少なくとも自分自身がおもしろいと思える内容でなければ、発信すること
にあまり意味がないのではないか、と感じるようになりました。
同時に、おもしろいと思ったテーマを自分が納得できる内容にまとめるの
には、それなりに時間がかかってしまうのも事実です。
そんなわけで、配信ペースが鈍っております。
週2回配信のペースを守る旨を以前お知らせしたかと思いますが、これも
改めまして、週1(できたら週1〜2)回のペースにさせていただきたい
と思います。
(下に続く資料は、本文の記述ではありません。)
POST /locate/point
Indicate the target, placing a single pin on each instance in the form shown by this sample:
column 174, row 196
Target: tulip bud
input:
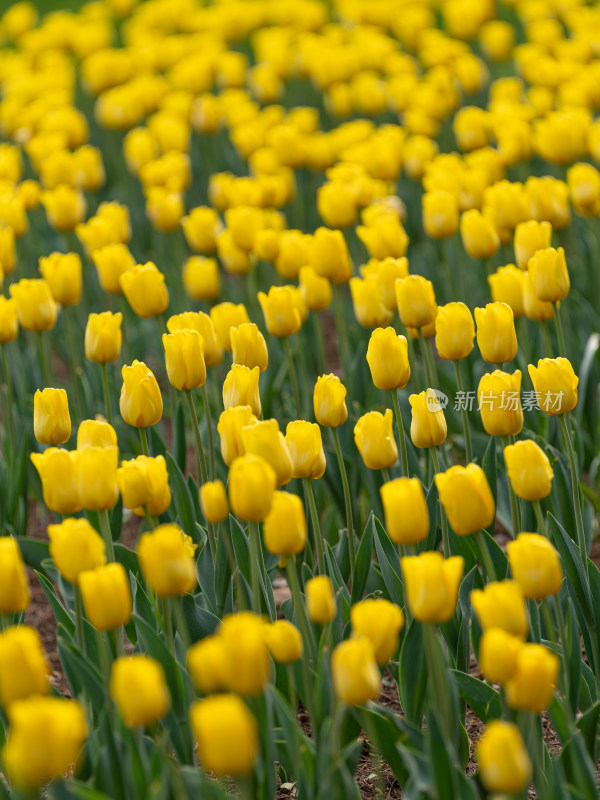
column 416, row 301
column 428, row 427
column 227, row 735
column 496, row 335
column 14, row 587
column 507, row 286
column 380, row 621
column 329, row 401
column 75, row 547
column 504, row 763
column 249, row 347
column 549, row 275
column 282, row 318
column 320, row 600
column 305, row 447
column 499, row 395
column 356, row 679
column 501, row 604
column 528, row 470
column 498, row 651
column 530, row 237
column 62, row 271
column 252, row 484
column 457, row 483
column 36, row 308
column 454, row 331
column 106, row 596
column 405, row 509
column 51, row 420
column 479, row 235
column 555, row 385
column 284, row 528
column 145, row 290
column 431, row 585
column 24, row 667
column 531, row 686
column 141, row 400
column 60, row 481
ご理解・ご了承のほど、よろしくお願いいたします。
今、「このテーマなら取り上げてみたい」というものが2つほどあります。
内容も自信のあるもの(といっても、ようするに単に発行者の自己満足度
が高い、ということですが・・・)をお送りしていけるかと思いますし、
そういうメールマガジンでありたいと思います。
※そういう意味では、あと1回残っている人物歴史篇の「新渡戸稲造」は、
とても自信作などとよべるものではありません(笑)。
もし「これはおもしろいよ」「よく知らないけどこのことについて興味が
ある」といった日本史や古典に関するテーマがありましたら、お気軽にメ
ールでお知らせください。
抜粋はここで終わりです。